Imagine yourself walking outside. You notice the fresh snow on the ground, the wind blowing in your hair. Maybe you feel a little cold while enjoying the sunshine. You feel pleasure in walking outside, a sense of well-being that shows, perhaps as a light tingle in your jaw, a feeling of expansion in your chest, a small smile on your face.

You are in your window of tolerance: a space of well-being and connection. A space where you can communicate with other, you notice things about yourself, you can think, feel, connect.

Even if things feel imperfect, even if your life is not going exactly how you wants it to go, you feel good.

 

And then….

 And then something happens. It could be that you slip on ice and fall in the mud, ruining your outfit for the day, bruising you, making you late for your next appointment.

The activating event can last a second, or a few hours, weeks, or even months for some people. You could lose your job, suffer a loss or a breakup, survive a traumatic event, or going through on-going trauma.

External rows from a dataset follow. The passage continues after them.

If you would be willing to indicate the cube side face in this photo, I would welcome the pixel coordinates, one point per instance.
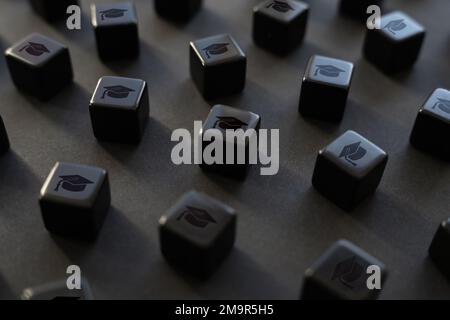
(197, 70)
(439, 249)
(68, 221)
(224, 79)
(117, 42)
(430, 134)
(326, 175)
(116, 125)
(4, 140)
(177, 10)
(322, 101)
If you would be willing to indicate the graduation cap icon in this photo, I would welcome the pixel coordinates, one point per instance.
(199, 218)
(280, 6)
(395, 25)
(229, 123)
(353, 152)
(216, 49)
(35, 49)
(443, 105)
(112, 13)
(117, 92)
(348, 271)
(73, 183)
(328, 70)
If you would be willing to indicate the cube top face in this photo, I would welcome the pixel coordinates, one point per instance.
(282, 10)
(198, 218)
(35, 50)
(438, 105)
(122, 13)
(354, 154)
(329, 71)
(118, 92)
(73, 184)
(343, 268)
(399, 26)
(228, 118)
(58, 291)
(217, 50)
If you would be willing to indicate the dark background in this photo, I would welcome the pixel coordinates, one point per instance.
(284, 224)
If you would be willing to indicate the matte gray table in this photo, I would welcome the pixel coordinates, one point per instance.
(284, 224)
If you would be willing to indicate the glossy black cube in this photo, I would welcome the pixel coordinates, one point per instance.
(280, 25)
(75, 200)
(218, 66)
(358, 9)
(349, 169)
(39, 66)
(58, 291)
(432, 127)
(4, 140)
(52, 10)
(177, 10)
(396, 46)
(341, 274)
(223, 118)
(119, 109)
(197, 233)
(325, 88)
(440, 248)
(116, 30)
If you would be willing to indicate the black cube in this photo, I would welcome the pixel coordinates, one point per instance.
(280, 25)
(341, 273)
(39, 66)
(120, 109)
(224, 118)
(52, 10)
(440, 248)
(197, 233)
(218, 66)
(349, 169)
(4, 140)
(432, 127)
(177, 10)
(116, 30)
(396, 46)
(325, 88)
(75, 200)
(358, 9)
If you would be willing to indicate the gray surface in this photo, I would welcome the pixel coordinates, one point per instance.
(283, 224)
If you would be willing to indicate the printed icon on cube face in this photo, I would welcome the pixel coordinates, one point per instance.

You are feeling more and more activated. The more the disruptions happen, the more upset you become. Perhaps you feel angry, impatient, anxious, maybe you feel some physical pain, or numbness. When you feel more and more of the activation, your window of tolerance shrinks.

 

There is a point in which you leave your window of tolerance and feel the emotions overwhelming you. You enter a space of dysregulation. It is difficult to think and feel at the same time: you think less and feel more.

 

 

What does that mean?

 

It means that even when small inconveniences happen, some that “normally” would not bother you, you find yourself angry, disconnected, numb…. in a way that is disproportionate to the event. It could also mean that you don’t know why you feel angry, disconnected, or numb. When your window of tolerance is narrow, you could feel that way every day, not knowing why.


The size changes

The size of your window can shrink or expand, depending on you circumstances and coping mechanisms. The window shrinks with trauma, repeated triggers, repeated stress, a loss of control etc.

 

The size of your window can expand when you find connection with other, find meaning in your life, develop coping mechanisms that work for you, work with your therapist, experience joy.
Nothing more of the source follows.